I used to be a normal person. I used to look forward to weekends.
Now, I see weekends differently. They always come too soon and I always give a little sigh of relief when they are over. That's because Monday through Friday, I work: do research, read books, write stuff. Whether it's for school or for my fiction, it's enjoyable. On weekends, I do a lot of things I don't particularly enjoy. Clean the house. Drive all over the place. Shop at Costco. Drive all over the place. Try to fight the crowds at Fun Places we are taking the kids.
Don't get me wrong, the part I enjoy is spending time with the kids. But if we "do something" with them, beyond just crashing at my brother's house for the day, it's exhausting. For instance, yesterday we took them to a birthday party and to an aquarium and it took us FORTY MINUTES just to find a place to park the car. Circling and circling three levels of parking lot, with three crying kids in the car.
Can I just say: Oy.
I ranted in a previous post about deadlines, and I'm still a struggling to meet mine. So I'm up a 4 am this morning, at work again. I've reluctantly removed one story I had planned to include in the anthology, because I realized it needed to be re-written, not just edited. Too bad, because it was space opera and a had a happy ending. I've noticed that a lot of the short stories I write are kind of tragic. Or at least melancholy. That's funny, because my novels are usually upbeat, and I don't want the people who love tragedy to read my stories and then feel annoyed with my novels because they wanted more gloom, or people who are turned off by the sad endings of a few stories to not read the novels because they want HEAs.

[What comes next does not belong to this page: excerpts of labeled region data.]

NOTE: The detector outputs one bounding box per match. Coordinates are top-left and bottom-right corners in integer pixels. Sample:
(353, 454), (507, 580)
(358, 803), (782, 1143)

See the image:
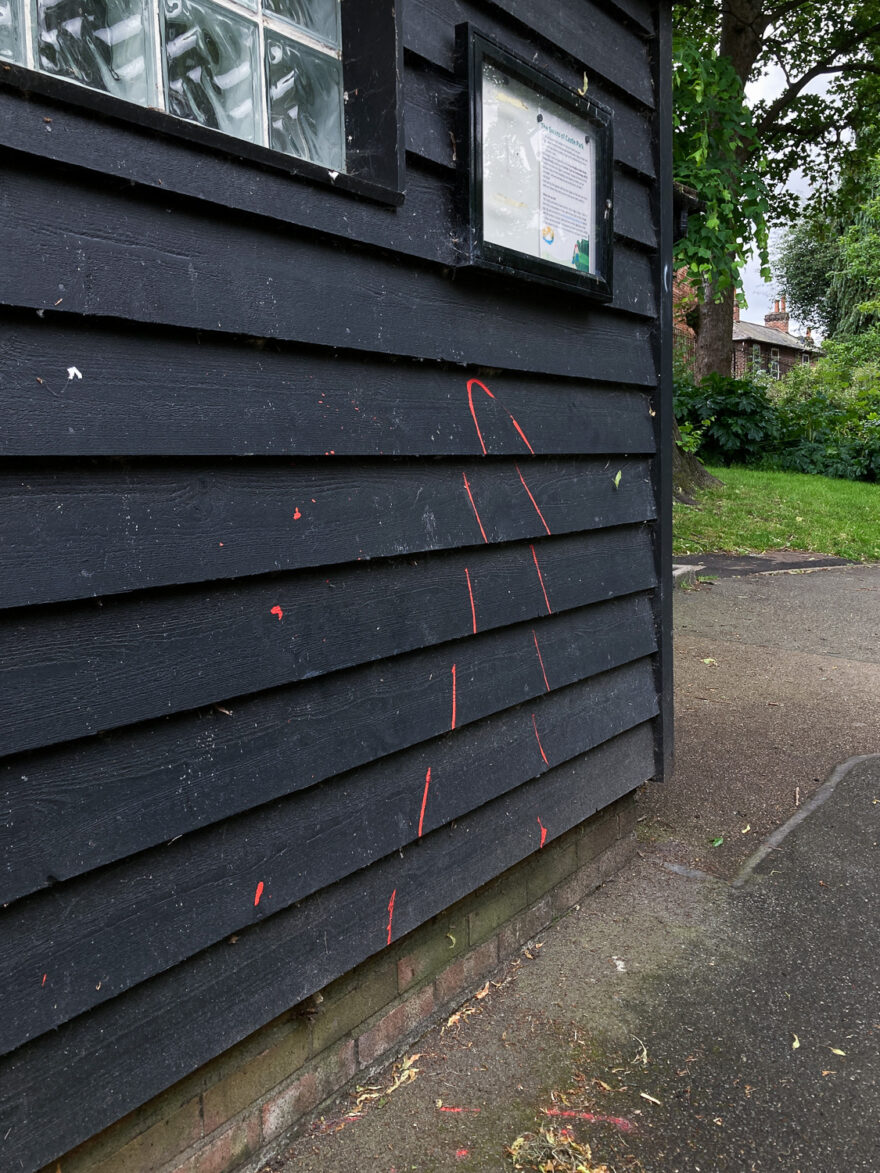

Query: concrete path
(266, 565), (880, 1173)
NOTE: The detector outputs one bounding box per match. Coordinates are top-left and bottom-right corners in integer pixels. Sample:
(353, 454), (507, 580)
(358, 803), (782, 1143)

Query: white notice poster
(482, 62), (596, 273)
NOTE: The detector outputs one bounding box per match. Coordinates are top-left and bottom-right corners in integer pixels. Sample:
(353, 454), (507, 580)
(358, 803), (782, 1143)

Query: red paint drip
(514, 465), (550, 534)
(386, 888), (398, 944)
(467, 379), (535, 456)
(461, 473), (489, 544)
(529, 545), (553, 615)
(420, 766), (431, 839)
(532, 713), (550, 769)
(542, 1107), (636, 1132)
(465, 567), (476, 635)
(532, 630), (550, 692)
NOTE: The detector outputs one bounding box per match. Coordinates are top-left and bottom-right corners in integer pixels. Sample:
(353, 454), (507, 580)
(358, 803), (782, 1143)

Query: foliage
(672, 36), (770, 296)
(675, 374), (778, 465)
(672, 467), (880, 560)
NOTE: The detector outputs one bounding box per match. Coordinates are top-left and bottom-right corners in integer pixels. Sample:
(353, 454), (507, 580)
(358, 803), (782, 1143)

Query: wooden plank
(0, 87), (459, 265)
(404, 45), (654, 176)
(0, 595), (656, 904)
(0, 452), (654, 608)
(0, 314), (654, 457)
(404, 0), (654, 107)
(0, 726), (652, 1173)
(0, 526), (655, 753)
(0, 659), (658, 1053)
(0, 163), (654, 386)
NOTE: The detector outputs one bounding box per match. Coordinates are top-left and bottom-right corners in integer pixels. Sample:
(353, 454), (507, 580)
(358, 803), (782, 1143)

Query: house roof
(733, 321), (819, 352)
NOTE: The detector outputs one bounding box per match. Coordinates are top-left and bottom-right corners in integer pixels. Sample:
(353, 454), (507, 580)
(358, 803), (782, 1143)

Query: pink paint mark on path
(465, 567), (476, 635)
(514, 465), (550, 534)
(542, 1107), (636, 1132)
(529, 545), (553, 615)
(461, 473), (489, 545)
(420, 766), (431, 839)
(386, 888), (398, 944)
(532, 630), (550, 692)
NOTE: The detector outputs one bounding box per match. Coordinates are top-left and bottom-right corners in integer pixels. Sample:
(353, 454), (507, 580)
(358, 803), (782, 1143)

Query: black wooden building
(0, 0), (671, 1171)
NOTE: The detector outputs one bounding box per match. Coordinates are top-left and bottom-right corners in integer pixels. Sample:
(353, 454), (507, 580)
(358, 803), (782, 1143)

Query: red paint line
(387, 888), (398, 944)
(465, 567), (476, 635)
(467, 379), (495, 456)
(532, 713), (550, 769)
(461, 473), (489, 545)
(529, 545), (553, 615)
(532, 630), (550, 692)
(514, 465), (550, 534)
(541, 1107), (636, 1132)
(420, 764), (434, 839)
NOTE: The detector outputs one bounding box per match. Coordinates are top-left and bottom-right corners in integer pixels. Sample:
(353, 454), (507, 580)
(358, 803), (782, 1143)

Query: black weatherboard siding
(0, 0), (671, 1173)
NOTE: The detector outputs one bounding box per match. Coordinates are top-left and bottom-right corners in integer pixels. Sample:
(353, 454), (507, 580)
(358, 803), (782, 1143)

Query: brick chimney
(764, 298), (788, 334)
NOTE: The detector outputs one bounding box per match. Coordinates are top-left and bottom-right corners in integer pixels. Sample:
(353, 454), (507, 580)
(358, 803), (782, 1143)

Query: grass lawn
(672, 468), (880, 561)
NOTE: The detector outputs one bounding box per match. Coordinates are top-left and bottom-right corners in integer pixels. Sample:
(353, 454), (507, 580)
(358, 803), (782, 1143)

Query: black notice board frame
(455, 23), (614, 301)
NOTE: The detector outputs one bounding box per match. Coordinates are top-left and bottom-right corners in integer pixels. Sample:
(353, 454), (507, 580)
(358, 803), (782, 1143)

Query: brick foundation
(43, 794), (636, 1173)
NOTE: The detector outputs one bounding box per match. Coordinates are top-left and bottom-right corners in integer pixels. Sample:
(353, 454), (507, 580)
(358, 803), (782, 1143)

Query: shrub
(675, 374), (779, 465)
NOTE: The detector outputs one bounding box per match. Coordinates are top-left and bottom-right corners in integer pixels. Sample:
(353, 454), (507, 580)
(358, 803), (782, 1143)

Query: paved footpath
(260, 565), (880, 1173)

I replaced the removed story with another story, that also has a happy ending, but it's not space opera. But it was already published somewhere so it doesn't need a lot of editing. The previous publisher seems to have gone out of business, so I am happy to bring this story back into print.
I'm also writing introductions to all of the stories. I like anthologies where the author shares a bit of the story behind the story; it's like reading fiction with a side of autobiography. In some of the introductions, I've shared rather personal stuff, and now it's making me nervous. I'm afraid maybe it's TMI. After all, it's NOT an autobiography. Maybe no one really wants to hear about how I was homeless that one time, or about how I tried and failed since I was nineteen to make it as a professional writer, or why I wasn't accepted into college, or all the other ways in which I've managed to screw up my life.
I've read some other introductions to stories in anthologies, and sometimes they are impersonal and upbeat, other times they are more autobiographical and mention more serious things.
Hmmmm. *deep thought* Gotta decide by Monday. I need to send this baby to the editor.